Tesla has carved out a small niche by selling a $50,000 car for $100,000 to customers who are willing to pay a premium to be able to say that they’re on the cutting edge or that they’re saving the planet. It’s now trying to go to a larger market by selling a $20,000 car for $35,000. It’s not clear that this business model works without government subsidies.
What the regulatory support for Tesla has actually managed to achieve is to inflate a massive bubble that sucked billions of dollars of private capital into a company that probably doesn’t have a sustainable long-term business model. At the very least, money and capital are being diverted from places they would otherwise have gone and instead are being used to support a politically favored innovation at a very high risk of failure.
The elephant in the room here is global warming. The real reason electric vehicles are politically favored is because they are supposed to be absolutely necessary to fight global warming. That’s why Manjoo blithely proclaims “a future ruled by electric motors rather than the internal combustion engine.” There’s no overwhelming economic or technological reason to think the electric motor is superior to the gasoline engine. So far, consumers are overwhelmingly voting for internal combustion. The only reason you would assume electric cars will definitely rule the future is because you think they have to in order to save the planet.

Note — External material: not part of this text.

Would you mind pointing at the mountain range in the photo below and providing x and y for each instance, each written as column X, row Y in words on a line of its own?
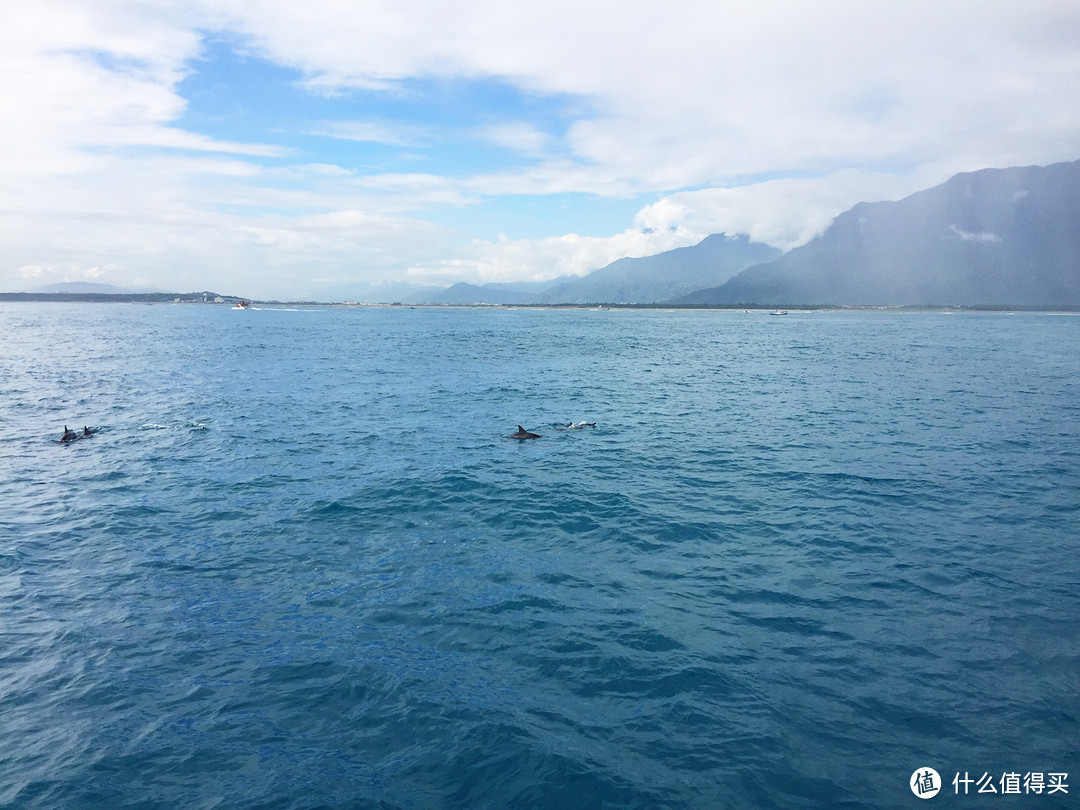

There are some dubious assumptions behind that, but boosters of electric cars should at least be forthcoming about their real motive. Electric car subsidies and gas mileage mandates are costs they are imposing on us for what they claim is a greater environmental good. They can at least recognize it as a cost, and as one that we’re going to have to keep on paying, and stop pretending that they are really doing us a favor by diverting our money from the places we wanted to put it.